@gudurusreddy99
Root Cause
When performing stream-static joins, which means joining a streaming source with a static Delta table, Spark will scan the entire Delta table for each micro-batch if the static table is not filtered or incrementally joined.
https://www.linkedin.com/pulse/overcoming-databricks-dlt-streaming-table-join-limitations-roger-ding...
Solution Thinking:
1. Incremental Join Logic
Build your pipeline to join only new or changed data in the Delta table since the last batch with the current micro-batch from the streaming source.

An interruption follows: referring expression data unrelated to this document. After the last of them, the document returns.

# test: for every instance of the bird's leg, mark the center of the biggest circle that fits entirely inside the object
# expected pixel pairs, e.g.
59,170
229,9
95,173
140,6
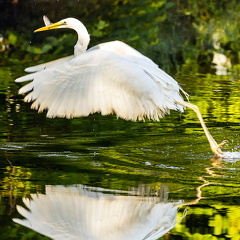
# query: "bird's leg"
213,144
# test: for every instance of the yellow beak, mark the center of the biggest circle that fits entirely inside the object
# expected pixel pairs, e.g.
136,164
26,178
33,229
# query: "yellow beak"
51,26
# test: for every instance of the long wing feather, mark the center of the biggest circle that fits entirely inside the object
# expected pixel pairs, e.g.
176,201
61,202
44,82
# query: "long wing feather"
109,78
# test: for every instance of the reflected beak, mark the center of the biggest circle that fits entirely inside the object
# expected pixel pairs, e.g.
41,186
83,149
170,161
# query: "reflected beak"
51,26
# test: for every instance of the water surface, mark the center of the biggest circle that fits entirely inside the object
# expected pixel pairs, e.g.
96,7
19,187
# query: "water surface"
118,156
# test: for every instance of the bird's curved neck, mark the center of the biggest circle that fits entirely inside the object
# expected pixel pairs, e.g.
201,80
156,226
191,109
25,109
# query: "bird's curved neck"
83,39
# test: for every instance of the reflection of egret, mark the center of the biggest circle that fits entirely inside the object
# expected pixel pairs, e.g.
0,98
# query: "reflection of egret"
78,212
109,78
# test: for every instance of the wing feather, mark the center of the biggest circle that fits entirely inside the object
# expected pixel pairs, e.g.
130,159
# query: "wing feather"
107,79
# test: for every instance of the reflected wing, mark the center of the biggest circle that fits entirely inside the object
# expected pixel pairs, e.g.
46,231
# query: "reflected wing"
99,80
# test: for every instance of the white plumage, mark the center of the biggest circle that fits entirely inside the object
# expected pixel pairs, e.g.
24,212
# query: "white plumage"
77,212
109,78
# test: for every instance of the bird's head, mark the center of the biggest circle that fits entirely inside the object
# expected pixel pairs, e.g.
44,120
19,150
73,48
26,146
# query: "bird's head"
65,23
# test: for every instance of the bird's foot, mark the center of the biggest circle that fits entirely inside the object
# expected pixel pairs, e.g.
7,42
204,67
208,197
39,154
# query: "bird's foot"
217,149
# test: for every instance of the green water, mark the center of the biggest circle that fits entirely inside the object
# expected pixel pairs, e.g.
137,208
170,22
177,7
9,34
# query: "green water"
109,153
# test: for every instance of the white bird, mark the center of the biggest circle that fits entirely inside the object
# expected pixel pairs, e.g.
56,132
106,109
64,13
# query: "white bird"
80,212
108,78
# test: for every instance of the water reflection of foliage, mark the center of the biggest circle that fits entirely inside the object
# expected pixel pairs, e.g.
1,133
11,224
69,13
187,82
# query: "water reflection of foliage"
210,222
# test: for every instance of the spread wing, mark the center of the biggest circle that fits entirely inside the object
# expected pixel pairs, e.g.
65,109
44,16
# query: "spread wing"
109,78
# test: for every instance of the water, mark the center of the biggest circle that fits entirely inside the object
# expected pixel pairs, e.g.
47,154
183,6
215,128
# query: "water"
104,158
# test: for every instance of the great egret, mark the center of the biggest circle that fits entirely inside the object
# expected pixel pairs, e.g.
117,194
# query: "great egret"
108,78
81,212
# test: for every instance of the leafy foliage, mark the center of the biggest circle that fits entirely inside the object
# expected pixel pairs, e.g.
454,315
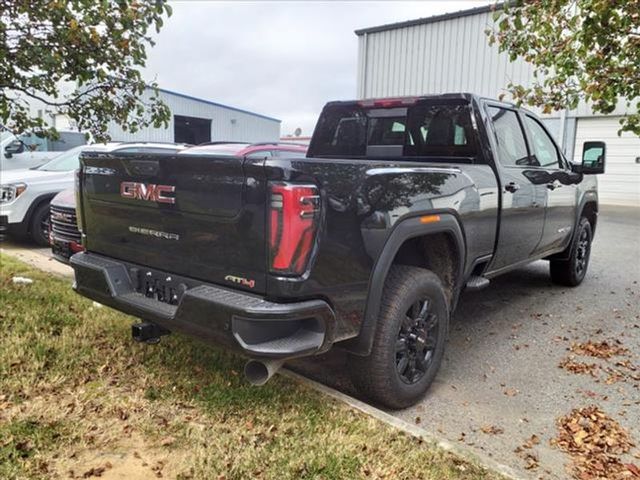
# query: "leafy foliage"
582,49
93,48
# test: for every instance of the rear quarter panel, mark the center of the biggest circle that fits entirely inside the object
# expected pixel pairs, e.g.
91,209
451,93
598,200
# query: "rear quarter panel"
363,201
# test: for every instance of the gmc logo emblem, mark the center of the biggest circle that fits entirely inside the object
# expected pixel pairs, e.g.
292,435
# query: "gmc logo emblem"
147,191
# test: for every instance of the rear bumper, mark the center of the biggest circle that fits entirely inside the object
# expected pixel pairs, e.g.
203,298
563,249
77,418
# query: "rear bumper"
237,320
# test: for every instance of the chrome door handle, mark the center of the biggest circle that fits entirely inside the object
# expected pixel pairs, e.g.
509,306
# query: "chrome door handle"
512,187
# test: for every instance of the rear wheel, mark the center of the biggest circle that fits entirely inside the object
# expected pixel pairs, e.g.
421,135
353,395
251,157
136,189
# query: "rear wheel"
39,228
571,272
409,341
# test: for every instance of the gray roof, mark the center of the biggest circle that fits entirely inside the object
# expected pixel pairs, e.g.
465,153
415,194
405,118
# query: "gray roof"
433,19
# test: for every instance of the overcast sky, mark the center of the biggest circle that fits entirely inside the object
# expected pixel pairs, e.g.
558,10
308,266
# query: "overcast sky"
282,59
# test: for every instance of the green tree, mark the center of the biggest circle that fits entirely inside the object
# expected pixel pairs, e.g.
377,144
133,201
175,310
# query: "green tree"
582,49
97,46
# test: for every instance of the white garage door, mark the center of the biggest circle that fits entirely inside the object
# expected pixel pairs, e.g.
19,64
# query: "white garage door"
620,185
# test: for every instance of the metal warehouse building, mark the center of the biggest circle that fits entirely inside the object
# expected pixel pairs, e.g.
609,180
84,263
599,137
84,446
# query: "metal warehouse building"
451,53
194,120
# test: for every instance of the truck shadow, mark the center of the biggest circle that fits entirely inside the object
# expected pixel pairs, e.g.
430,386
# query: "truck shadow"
478,317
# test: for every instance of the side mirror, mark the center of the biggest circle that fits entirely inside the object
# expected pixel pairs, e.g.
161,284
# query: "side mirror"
13,148
593,158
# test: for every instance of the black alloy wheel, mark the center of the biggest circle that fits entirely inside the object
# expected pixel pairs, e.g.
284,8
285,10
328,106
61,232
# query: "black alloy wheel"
417,340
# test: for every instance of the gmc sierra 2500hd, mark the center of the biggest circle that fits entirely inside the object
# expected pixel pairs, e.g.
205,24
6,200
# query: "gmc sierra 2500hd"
364,244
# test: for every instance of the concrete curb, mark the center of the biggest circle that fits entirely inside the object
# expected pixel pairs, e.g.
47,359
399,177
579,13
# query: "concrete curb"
36,258
406,427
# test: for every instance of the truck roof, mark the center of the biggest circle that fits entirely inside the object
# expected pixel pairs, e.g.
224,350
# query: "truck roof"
410,100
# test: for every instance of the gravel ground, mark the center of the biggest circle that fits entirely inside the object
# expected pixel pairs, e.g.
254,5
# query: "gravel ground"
502,363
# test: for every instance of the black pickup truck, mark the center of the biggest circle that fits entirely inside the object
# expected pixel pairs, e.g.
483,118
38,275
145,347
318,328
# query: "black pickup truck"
364,244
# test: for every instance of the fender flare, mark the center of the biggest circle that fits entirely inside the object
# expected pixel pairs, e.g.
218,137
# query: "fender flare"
588,197
405,230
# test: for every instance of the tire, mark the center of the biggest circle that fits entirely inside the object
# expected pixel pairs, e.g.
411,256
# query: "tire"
393,375
39,226
571,272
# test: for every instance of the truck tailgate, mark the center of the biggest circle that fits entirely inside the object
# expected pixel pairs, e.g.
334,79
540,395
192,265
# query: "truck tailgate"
197,215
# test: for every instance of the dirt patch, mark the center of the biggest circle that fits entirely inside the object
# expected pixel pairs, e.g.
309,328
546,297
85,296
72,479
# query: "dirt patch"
130,460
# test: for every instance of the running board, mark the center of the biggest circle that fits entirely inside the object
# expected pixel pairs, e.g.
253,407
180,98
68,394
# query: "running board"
477,283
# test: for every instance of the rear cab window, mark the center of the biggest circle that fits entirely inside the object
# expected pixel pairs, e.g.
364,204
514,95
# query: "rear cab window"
427,128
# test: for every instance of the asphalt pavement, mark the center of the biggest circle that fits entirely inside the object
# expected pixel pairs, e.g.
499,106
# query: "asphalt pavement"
501,383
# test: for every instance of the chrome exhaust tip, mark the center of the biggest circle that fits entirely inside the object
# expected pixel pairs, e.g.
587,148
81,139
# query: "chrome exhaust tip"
258,372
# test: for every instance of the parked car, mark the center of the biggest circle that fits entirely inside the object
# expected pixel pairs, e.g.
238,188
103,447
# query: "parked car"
64,235
25,195
366,243
29,149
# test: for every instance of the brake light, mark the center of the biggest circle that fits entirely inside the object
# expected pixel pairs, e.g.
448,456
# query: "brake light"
293,223
78,194
389,102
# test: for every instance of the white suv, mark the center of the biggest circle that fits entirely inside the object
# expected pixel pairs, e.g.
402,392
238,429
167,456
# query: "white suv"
29,150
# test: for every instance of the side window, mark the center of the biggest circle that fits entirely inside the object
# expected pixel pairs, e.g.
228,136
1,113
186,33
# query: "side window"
67,141
544,150
34,143
512,148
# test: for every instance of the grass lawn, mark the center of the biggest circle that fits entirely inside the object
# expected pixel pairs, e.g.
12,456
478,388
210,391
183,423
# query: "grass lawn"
79,399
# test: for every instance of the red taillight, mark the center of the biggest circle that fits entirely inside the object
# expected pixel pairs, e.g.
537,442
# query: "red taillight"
293,222
76,247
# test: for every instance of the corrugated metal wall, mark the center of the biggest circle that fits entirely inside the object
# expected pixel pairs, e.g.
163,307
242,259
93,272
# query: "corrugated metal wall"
446,56
449,55
226,123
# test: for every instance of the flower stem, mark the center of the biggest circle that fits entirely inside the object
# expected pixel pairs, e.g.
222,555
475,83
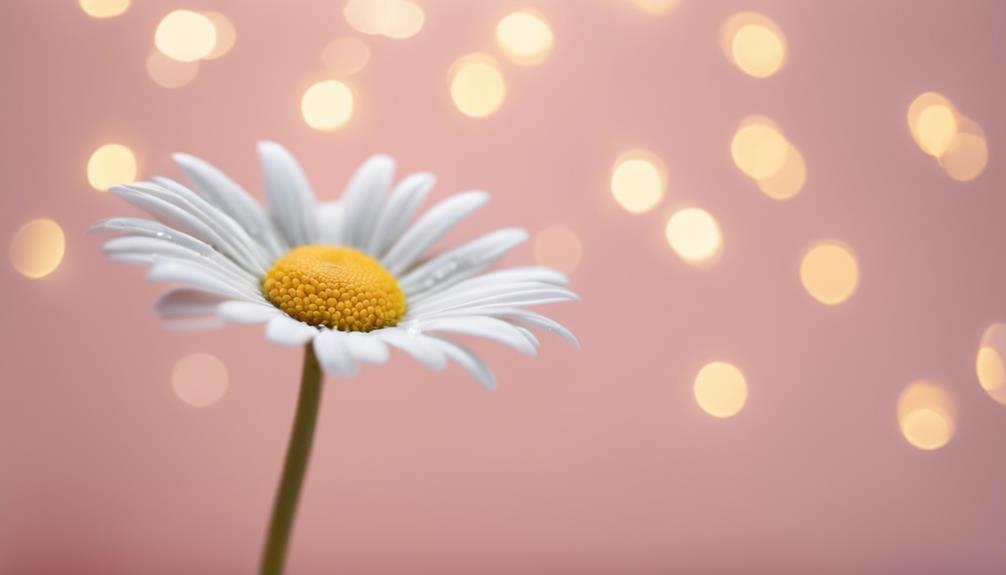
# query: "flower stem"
274,554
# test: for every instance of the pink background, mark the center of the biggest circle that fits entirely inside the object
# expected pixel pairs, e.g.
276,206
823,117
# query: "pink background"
596,460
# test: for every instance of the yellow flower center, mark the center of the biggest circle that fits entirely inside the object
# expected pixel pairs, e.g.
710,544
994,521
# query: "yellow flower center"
334,286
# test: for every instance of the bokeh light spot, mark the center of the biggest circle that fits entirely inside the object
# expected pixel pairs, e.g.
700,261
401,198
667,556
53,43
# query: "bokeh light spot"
327,106
226,35
398,19
477,85
720,389
638,181
759,149
656,6
199,379
37,248
168,72
185,35
558,247
346,55
966,157
989,364
829,272
104,8
694,235
755,43
789,180
525,37
926,414
111,165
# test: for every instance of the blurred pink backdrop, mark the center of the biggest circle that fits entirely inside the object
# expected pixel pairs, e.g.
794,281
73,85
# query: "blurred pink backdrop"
596,460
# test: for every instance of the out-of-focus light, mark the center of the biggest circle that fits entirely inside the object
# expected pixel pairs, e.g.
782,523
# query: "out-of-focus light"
111,165
991,362
638,181
104,8
199,379
477,85
968,153
525,37
933,123
168,72
694,235
37,248
226,35
346,55
720,389
656,6
759,149
755,43
926,414
789,180
327,105
185,35
829,272
557,247
398,19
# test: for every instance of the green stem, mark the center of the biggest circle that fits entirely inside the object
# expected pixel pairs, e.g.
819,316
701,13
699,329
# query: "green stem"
274,554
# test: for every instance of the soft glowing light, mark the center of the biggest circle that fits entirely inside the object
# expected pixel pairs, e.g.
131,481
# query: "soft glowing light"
397,19
638,181
199,379
656,6
345,56
720,389
37,248
168,72
789,180
829,272
990,364
558,247
933,123
968,154
926,415
694,235
104,8
327,105
226,35
111,165
185,35
477,84
759,149
525,37
755,43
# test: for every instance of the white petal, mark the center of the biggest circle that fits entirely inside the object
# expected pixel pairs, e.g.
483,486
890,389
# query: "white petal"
519,294
286,331
397,211
190,275
363,199
187,303
237,239
366,348
484,327
246,313
415,345
290,194
330,222
461,262
333,354
433,225
467,360
232,199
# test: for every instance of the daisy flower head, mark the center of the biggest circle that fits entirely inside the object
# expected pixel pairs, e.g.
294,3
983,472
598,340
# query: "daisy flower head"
351,277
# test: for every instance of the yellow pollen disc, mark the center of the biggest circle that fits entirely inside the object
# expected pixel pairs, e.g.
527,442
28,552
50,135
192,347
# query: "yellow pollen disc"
335,286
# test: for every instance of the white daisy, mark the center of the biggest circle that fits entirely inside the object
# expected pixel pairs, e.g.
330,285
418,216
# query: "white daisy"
353,276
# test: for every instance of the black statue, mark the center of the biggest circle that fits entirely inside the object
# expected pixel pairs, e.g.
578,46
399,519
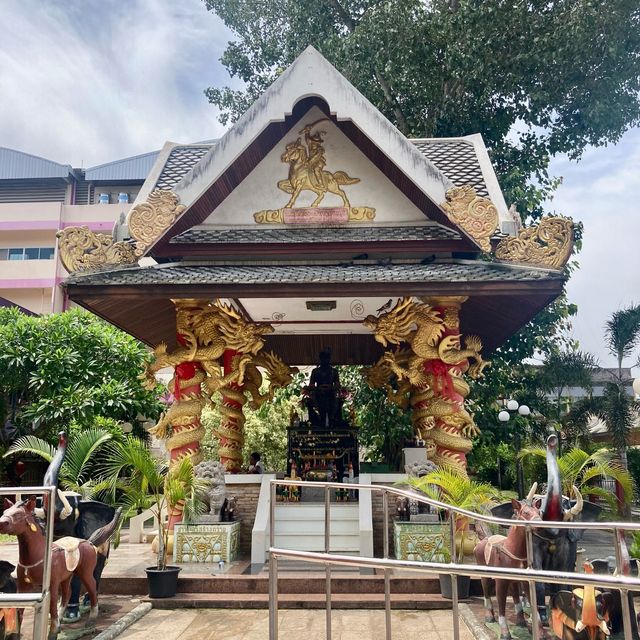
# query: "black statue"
324,386
78,518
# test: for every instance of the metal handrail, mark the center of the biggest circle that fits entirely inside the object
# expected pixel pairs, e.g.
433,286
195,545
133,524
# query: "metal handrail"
39,601
530,575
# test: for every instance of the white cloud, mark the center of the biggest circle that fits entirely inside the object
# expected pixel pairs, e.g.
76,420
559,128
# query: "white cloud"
601,191
88,82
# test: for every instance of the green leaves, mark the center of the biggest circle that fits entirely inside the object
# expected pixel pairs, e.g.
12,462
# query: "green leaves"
449,486
580,468
535,79
71,366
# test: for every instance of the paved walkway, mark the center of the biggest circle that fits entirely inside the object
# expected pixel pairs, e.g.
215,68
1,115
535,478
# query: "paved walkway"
234,624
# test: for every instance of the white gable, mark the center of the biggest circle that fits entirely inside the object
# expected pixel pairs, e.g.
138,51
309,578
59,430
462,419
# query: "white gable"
311,75
259,190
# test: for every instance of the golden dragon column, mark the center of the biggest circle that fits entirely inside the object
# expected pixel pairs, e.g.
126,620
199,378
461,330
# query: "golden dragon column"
210,336
231,429
431,370
453,426
180,426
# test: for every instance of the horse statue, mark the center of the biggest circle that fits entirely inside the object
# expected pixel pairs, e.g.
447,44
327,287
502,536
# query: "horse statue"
508,551
306,172
69,557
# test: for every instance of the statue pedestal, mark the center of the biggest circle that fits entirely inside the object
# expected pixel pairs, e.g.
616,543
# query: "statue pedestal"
414,454
209,543
422,542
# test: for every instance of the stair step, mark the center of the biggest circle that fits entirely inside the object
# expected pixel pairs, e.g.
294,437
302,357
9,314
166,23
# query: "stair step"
231,586
306,527
300,601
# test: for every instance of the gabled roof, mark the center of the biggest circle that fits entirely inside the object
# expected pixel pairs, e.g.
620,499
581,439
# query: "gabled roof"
133,168
464,161
17,165
310,81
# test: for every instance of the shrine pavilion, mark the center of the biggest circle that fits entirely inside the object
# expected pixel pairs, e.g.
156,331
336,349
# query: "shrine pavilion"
313,223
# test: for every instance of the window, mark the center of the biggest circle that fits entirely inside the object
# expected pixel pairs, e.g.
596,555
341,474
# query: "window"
28,253
16,254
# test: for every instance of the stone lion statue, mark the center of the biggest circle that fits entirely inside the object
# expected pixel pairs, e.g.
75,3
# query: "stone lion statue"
418,469
212,472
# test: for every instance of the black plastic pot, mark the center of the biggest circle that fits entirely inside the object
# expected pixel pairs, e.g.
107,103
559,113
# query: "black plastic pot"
463,586
162,583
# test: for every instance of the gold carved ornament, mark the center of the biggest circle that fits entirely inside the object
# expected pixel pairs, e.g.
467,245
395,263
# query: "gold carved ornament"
307,172
444,425
476,215
148,220
547,244
206,330
82,249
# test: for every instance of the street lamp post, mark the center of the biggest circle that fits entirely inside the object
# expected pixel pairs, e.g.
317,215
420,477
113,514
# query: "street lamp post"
510,406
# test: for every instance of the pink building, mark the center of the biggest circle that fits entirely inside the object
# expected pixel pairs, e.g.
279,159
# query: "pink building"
37,198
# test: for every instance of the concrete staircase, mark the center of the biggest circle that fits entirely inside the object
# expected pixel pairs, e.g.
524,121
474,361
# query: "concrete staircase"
302,592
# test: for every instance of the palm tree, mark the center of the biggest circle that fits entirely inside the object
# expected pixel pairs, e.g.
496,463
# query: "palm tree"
618,410
78,466
137,480
578,468
622,333
448,485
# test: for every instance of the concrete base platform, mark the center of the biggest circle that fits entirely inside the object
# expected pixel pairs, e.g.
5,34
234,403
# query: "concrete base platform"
424,601
213,624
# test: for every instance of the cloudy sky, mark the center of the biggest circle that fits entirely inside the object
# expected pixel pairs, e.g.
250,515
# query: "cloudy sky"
88,81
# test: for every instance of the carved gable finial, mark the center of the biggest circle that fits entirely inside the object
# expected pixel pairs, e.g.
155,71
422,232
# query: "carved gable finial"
478,216
547,244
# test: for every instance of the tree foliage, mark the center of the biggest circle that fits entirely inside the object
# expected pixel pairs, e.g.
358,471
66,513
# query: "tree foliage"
69,368
535,78
79,467
580,468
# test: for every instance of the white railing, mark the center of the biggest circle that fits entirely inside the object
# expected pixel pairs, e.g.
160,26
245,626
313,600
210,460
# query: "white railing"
39,600
619,582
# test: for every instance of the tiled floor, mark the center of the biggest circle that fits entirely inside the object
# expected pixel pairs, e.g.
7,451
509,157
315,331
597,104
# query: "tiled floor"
233,624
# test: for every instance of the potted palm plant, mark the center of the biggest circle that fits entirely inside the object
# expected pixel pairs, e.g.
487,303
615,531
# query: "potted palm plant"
142,481
448,485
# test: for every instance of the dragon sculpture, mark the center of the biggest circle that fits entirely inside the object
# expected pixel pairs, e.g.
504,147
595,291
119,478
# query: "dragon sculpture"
430,371
280,375
209,336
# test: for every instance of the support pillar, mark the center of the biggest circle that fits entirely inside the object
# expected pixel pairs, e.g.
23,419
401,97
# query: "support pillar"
452,425
231,430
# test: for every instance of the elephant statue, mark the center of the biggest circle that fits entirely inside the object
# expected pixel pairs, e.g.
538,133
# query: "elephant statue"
77,518
554,549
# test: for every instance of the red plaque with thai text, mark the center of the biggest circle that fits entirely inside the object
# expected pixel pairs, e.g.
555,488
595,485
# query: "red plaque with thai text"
316,215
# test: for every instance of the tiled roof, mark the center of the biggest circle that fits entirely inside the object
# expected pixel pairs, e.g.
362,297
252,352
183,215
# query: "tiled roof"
17,165
180,161
315,235
133,168
457,159
182,274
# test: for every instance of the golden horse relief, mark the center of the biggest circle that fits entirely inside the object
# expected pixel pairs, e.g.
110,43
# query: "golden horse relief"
307,162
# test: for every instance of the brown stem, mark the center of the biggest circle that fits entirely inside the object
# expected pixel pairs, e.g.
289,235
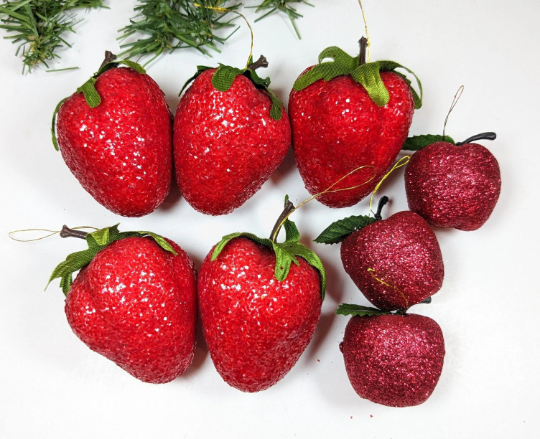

Use watermarks and incremental filter conditions to limit joined records to the relevant time window or ID range. This will reduce the scan of the static Delta table.
https://community.databricks.com/t5/data-engineering/incremental-join-transformation-using-delta-liv...
2. Partitioning and Z-Ordering
Partition the static Delta table based on the join key, such as customer_id. This will help optimize data skipping during joins.
Apply Z-Ordering on the main join keys to improve clustering and further decrease file I/O and scan overhead.
3. Broadcast Joins (for Small Reference Tables)
If the Delta table is relatively small, enable broadcast joins in your query.
https://community.databricks.com/t5/technical-blog/top-5-tips-to-build-delta-live-tables-dlt-pipelin...
4. Use Change Data Capture (CDC) or Materialized Views
For Delta tables that change frequently or grow over time, implement CDC to process only updated rows in each batch.
Alternatively, you can materialize incremental results in intermediate tables and join streaming input with only the daily or hourly chunk, not the entire history.
https://stackoverflow.com/questions/75094547/creating-a-delta-live-table-for-reading-incremental-dat...
Next Steps:
Examine the partition structure of your current Delta table and make improvements as needed.
Add time or ID-based filters in your static or lookup table scans whenever possible.
If applicable, refactor your DLT pipeline to maintain gold or silver incremental tables as pre-filtered join sources.